本発明は、従来手作業で行われていた果実の移動を自動化することを課題とする。
【課題を解決するための手段】
【0005】
本発明は、次の手段を採用することで課題を解決した。
支柱無栽培で栽培された果菜類の果実移動装置であって、ガイド部を備え、ガイド部は、走行接地体の前に位置し、前方から後方に向けて斜設されており、走行接地体の進路上にある果実を走行接地体の進路からずれた位置まで誘導するものであることを特徴とする果実移動装置。
【発明の効果】
【0006】
本発明は、収穫作業前に使うことで、人手による果実の移動を不要にでき、収穫作業を効率的に行うことができる。
【図面の簡単な説明】
【0007】
図1図1は、蔓切り装置2を備えた果実移動装置Mの斜視図である。
図2図2(A)は、蔓切り装置の平面図であり、図2(B)は蔓切り装置の正面図である。
図3図3は、蔓切り装置2の側面図である。
【発明を実施するための形態】
【0008】
以下、図面を参照して本発明の実施例を説明する。以下の説明で、異なる図における同一符号は同一機能の部位を示しており、各図における重複説明は適宜省略する。

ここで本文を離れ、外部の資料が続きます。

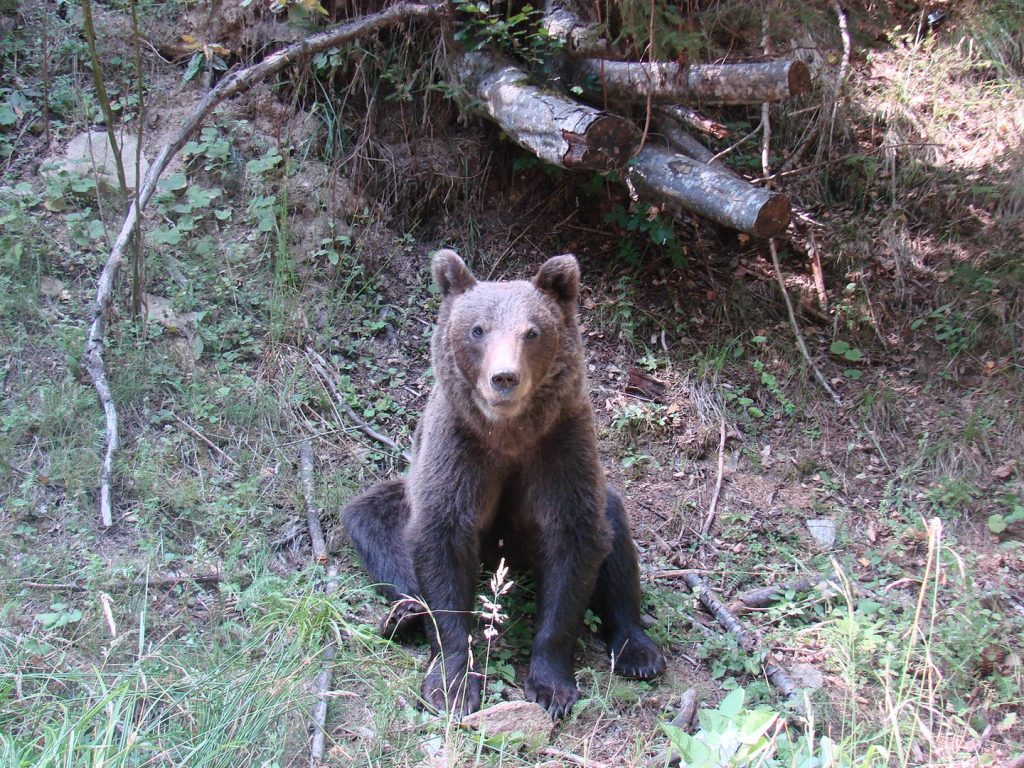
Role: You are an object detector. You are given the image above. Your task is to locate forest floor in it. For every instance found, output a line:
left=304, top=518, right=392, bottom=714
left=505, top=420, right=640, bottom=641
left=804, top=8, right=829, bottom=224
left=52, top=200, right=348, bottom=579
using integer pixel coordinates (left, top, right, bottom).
left=0, top=4, right=1024, bottom=768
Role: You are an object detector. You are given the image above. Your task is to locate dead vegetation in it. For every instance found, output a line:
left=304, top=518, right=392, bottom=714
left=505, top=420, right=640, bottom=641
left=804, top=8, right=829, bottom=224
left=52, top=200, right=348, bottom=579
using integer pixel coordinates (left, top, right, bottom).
left=0, top=2, right=1024, bottom=766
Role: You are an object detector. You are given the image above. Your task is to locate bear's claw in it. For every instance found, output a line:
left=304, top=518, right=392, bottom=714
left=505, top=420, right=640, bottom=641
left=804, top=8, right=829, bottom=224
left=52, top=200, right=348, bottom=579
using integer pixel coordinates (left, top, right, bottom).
left=611, top=631, right=665, bottom=680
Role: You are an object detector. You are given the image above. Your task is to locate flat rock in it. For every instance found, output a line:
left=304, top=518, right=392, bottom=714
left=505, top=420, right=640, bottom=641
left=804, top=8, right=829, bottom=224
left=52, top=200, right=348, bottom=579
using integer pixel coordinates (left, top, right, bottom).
left=462, top=701, right=555, bottom=742
left=807, top=517, right=836, bottom=549
left=790, top=664, right=825, bottom=690
left=142, top=293, right=198, bottom=334
left=43, top=131, right=150, bottom=189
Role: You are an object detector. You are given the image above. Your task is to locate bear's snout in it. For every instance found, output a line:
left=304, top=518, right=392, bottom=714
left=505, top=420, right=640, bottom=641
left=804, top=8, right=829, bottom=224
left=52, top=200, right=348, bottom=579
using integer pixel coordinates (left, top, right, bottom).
left=490, top=371, right=519, bottom=395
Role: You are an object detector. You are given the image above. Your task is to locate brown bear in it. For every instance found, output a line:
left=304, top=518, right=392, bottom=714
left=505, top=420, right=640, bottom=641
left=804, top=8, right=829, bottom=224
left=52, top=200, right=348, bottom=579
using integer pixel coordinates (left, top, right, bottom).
left=342, top=250, right=665, bottom=718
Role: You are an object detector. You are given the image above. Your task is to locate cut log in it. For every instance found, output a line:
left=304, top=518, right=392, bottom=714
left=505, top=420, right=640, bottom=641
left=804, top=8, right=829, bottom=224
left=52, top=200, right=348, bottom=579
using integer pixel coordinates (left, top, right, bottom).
left=626, top=144, right=791, bottom=238
left=569, top=58, right=811, bottom=104
left=541, top=4, right=615, bottom=58
left=662, top=104, right=729, bottom=138
left=459, top=53, right=640, bottom=171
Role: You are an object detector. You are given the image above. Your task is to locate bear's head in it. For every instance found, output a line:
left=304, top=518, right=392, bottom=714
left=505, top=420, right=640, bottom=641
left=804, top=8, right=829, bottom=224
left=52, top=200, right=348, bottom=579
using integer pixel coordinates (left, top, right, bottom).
left=432, top=249, right=581, bottom=422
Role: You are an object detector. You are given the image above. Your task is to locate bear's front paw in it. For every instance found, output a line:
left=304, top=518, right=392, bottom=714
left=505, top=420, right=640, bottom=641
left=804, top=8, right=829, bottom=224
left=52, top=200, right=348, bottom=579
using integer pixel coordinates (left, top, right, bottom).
left=377, top=597, right=427, bottom=640
left=421, top=656, right=480, bottom=718
left=611, top=630, right=665, bottom=680
left=523, top=672, right=580, bottom=720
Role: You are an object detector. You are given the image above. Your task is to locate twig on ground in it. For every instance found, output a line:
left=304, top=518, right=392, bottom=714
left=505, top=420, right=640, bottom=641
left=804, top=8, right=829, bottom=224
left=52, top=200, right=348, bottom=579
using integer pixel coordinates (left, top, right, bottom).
left=807, top=227, right=828, bottom=312
left=541, top=746, right=608, bottom=768
left=299, top=440, right=338, bottom=768
left=768, top=243, right=843, bottom=406
left=306, top=347, right=413, bottom=464
left=85, top=2, right=446, bottom=527
left=171, top=414, right=239, bottom=467
left=99, top=592, right=118, bottom=640
left=644, top=688, right=697, bottom=768
left=18, top=570, right=245, bottom=592
left=761, top=11, right=842, bottom=404
left=299, top=440, right=327, bottom=565
left=700, top=416, right=725, bottom=538
left=828, top=0, right=851, bottom=148
left=728, top=573, right=821, bottom=613
left=683, top=572, right=802, bottom=711
left=643, top=568, right=708, bottom=579
left=309, top=561, right=338, bottom=768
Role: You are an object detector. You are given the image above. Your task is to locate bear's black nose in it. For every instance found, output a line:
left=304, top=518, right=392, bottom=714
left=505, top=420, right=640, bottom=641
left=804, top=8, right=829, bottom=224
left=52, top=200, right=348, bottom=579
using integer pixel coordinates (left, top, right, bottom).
left=490, top=371, right=519, bottom=394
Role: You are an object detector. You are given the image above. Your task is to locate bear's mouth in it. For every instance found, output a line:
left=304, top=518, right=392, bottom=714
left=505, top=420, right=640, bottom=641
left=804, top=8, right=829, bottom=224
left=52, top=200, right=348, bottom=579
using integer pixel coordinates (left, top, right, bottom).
left=476, top=393, right=525, bottom=421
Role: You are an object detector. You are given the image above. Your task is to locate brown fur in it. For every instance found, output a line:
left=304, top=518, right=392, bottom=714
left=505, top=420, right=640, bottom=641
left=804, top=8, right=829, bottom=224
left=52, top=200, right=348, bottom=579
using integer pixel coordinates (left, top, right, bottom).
left=344, top=250, right=665, bottom=717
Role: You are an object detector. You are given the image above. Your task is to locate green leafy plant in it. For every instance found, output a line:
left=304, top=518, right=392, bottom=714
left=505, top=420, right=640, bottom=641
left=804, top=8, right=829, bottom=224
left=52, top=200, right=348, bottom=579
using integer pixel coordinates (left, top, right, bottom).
left=36, top=602, right=82, bottom=632
left=455, top=0, right=561, bottom=71
left=828, top=341, right=864, bottom=380
left=604, top=203, right=686, bottom=266
left=988, top=504, right=1024, bottom=534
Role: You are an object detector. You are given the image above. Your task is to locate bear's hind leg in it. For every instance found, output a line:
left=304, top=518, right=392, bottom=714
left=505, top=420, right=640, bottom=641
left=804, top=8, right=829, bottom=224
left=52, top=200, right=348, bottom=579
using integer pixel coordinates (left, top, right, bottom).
left=341, top=478, right=423, bottom=637
left=593, top=487, right=665, bottom=679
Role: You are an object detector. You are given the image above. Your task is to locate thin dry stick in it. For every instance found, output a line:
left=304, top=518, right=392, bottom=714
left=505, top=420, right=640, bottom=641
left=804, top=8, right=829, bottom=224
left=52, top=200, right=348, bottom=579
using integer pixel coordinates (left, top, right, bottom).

本明細書でいう右・左とは、トラクタTの座席から観て右・左を意味する。また、前、後ろとは、作業中のトラクタTの進行方向を基準とし、進行方向を前とする。
本明細書は、トラクタTのタイヤなどを走行接地体Bと呼ぶ。走行接地体Bは、クローラやソリなど走行に必要とされる部材の総称である。
走行接地体Bが左右一対あるときは、一対ある走行接地体Bの間を内側と言う。走行接地体Bの外側と言うときは、一対ある走行接地体Bの間を内側としたため、トラクタTから離れる側が外側になる。
【0009】
(実施例)
【0010】
実施例の果実移動装置Mは、蔓切り装置2とガイド部7を組み合わせた例である。
実施例は、果実移動装置Mの一例を示すものであり、本発明は、ガイド部7を単独で備えた果実移動装置Mでもよいし、ガイド部7と収穫機と組み合わせた果実移動装置Mでもよい。
(蔓切り装置の装着機構)
【0011】
図1は、蔓切り装置2を備えた果実移動装置Mの斜視図である。実施例の蔓切り装置2は、トラクタTの前部に設けられた連結部1に取り付けられている。連結部1は、装着リンク11と横機枠13で構成されている。装着リンク11は、前方に横機枠13が取り付けられている。装着リンク11に設けられた昇降シリンダ12は、装着リンク11を伸び縮みさせ横機枠13を昇降させる。
【0012】
横機枠13は、中空部を有する形材である。横機枠13の両端にある開放端は、中空部に一回り小さい形材の一端を呑み込んでおり、一回り小さい形材を伸縮させることを可能にしている。左右幅調整部131は、一回り小さい形材と横機枠13を組み合わせることで構成されている。一回り小さい形材の他端は、蔓切り装置2が取り付けられている。このように、横機枠13は、左右幅を調節できる左右幅調整部131を有しており、一対ある蔓切り装置2の間隔を適宜な幅に調整できるようになっている。
【0013】
(畝溝内の果実と走行接地体との関係)
支柱無栽培で栽培された果菜類、たとえば、カボチャは、縦横無尽に蔓を延ばし、そこかしこに果実(カボチャ)を結実させる。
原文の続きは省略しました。